Most of funds are generated from admission fees, but money is also collected through food sales, raffles and the dunk tank. All proceeds are donated to the event's beneficiary.

A committee of National Honor Society members review applications from dozens of local nonprofits and narrow the choices down to eight each year. The committee brings a recommendation to the rest of the organization’s members, who cast votes to determine which one will receive the money.

This year’s beneficiary is the Lauri S. Bauer Foundation for Sudden Loss. The foundation is named for .

“I think students know the foundation, but more importantly, the cause of the charity resonates with students,” Erdmann said. “I can name more than a handful of students who have had to deal with that.”

Long Grove resident Scott Bauer, who began the organization in his wife’s memory, said he was thrilled to learn that the foundation was selected.

“The goal is to create awareness of what we do,” he said. The funds raised will help support the Lauri Bauer/Barr-Harris Grief Center, and possibly allow the organization to add another therapist to its staff, Bauer said.

The two current full-time therapists have been “booked nonstop,” he said.
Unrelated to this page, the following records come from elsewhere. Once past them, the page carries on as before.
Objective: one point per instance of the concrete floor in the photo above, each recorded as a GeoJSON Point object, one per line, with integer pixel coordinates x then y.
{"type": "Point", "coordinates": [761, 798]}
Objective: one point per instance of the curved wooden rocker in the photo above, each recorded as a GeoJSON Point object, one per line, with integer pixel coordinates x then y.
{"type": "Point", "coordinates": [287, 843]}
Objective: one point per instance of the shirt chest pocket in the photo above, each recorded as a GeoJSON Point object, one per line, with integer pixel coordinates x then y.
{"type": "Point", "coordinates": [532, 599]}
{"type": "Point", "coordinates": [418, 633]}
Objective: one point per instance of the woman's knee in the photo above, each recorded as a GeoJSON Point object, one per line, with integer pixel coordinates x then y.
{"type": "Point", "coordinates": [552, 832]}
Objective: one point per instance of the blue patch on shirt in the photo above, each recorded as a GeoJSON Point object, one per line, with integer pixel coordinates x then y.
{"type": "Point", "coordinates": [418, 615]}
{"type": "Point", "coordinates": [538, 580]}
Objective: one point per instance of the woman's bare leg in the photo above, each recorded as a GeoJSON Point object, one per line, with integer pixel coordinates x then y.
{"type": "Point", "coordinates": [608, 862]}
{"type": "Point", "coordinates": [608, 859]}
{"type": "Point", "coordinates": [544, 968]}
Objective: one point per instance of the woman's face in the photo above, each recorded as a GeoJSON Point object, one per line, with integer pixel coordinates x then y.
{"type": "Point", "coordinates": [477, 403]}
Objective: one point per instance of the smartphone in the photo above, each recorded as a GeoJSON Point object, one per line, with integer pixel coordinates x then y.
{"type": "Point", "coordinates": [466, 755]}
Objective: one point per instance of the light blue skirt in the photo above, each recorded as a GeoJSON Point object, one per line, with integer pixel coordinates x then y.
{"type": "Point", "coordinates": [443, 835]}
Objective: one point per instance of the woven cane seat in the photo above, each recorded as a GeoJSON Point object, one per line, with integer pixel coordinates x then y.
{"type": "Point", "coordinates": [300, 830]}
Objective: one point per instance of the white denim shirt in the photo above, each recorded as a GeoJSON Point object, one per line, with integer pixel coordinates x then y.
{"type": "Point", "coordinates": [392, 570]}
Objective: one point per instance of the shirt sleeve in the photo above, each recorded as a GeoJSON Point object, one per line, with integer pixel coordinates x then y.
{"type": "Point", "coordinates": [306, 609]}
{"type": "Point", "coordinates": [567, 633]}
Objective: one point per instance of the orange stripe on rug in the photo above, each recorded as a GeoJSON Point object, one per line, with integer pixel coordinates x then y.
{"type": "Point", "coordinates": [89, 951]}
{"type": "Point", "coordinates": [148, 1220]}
The foundation subsidizes the expenses that are not covered by insurance. Since November, the grief center has provided 250 sessions for 45 children. Bauer said a second location is scheduled to open in Evanston this fall.
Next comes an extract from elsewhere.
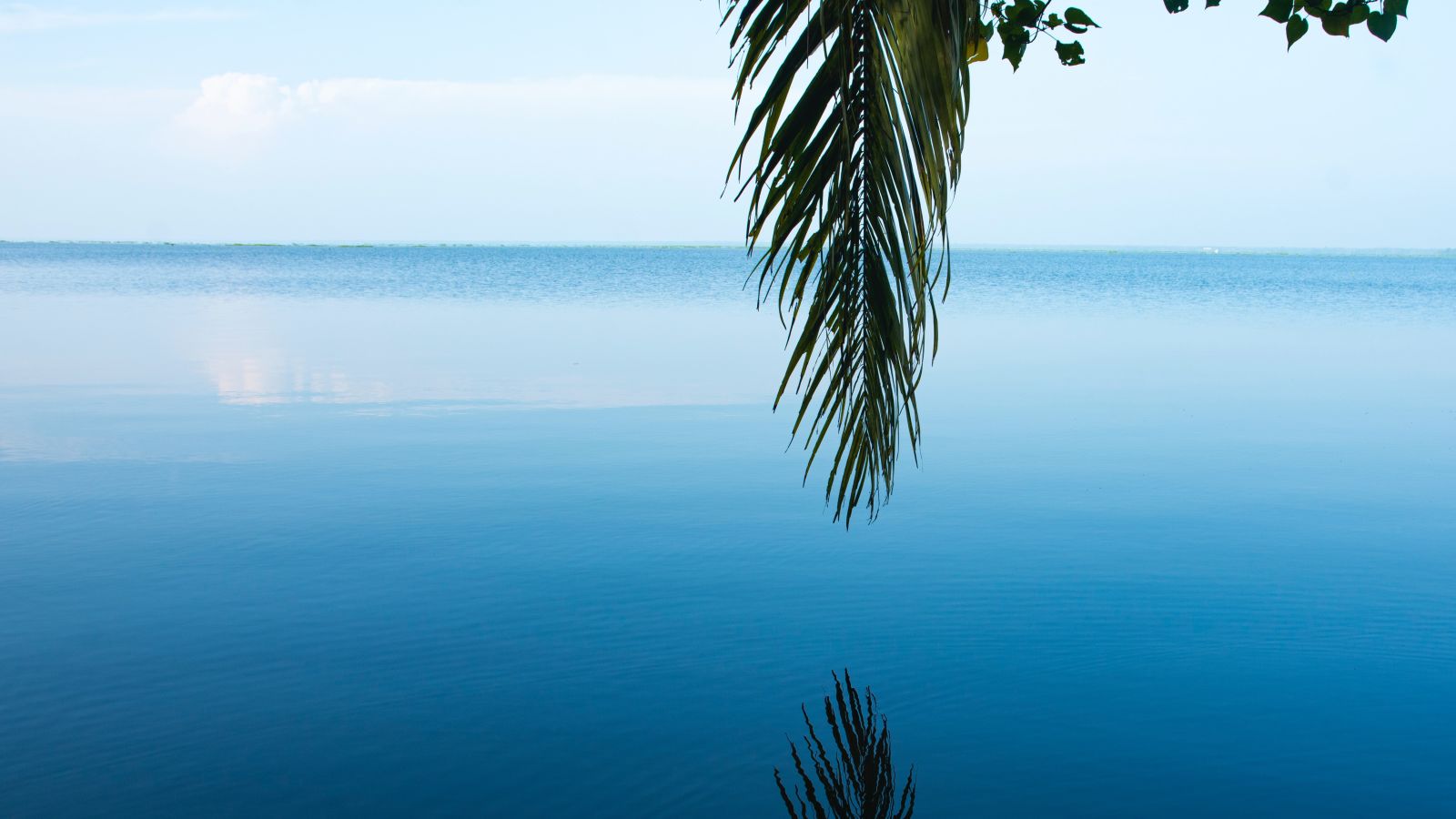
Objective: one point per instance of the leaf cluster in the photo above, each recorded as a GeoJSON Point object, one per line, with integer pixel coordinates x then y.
{"type": "Point", "coordinates": [1018, 24]}
{"type": "Point", "coordinates": [858, 778]}
{"type": "Point", "coordinates": [1336, 18]}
“There are really not a lot of other places for people to turn,” he said. “We’re filling a much needed void in the community. That’s the fortunate and the unfortunate part about it.”

The foundation also offers an outreach program that provides workshops for educators on how to deal with children’s grief. Through those workshops, which have included sessions for Stevenson social workers, they have reached an estimated 70,000 children, Bauer said.

Spirit Fest, he said, is a chance to "rally the community to get behind a cause."

“It’s so great,” said Stevenson senior and NHS President Neil Edat. “It’s amazing what we’re doing for the Lauri S. Bauer Foundation. Sudden loss is something that everyone has trouble dealing with.”

As NHS leader, Edat will be a key part of Saturday’s event, where his responsibilities will include coordinating a number of activities and delivering a speech to the crowd. He also plans to make time for fun, noting that he’ll be in line to try his hand at dunking a teacher. After he helps ensure all details are in place for the record-breaking attempt, he plans to join the salsa dance, too. 

“It’s for a great cause and it’s a lot of fun,” he said.

Spirit Fest will run from 5 to 9:30 p.m. Sept. 15 in Stevenson’s football stadium. Admission is $10 per person, $20 for a family of three, $25 for a family of four and $30 for five or more family members. The fee is considered a minimum donation, can be paid in advance online or at the event.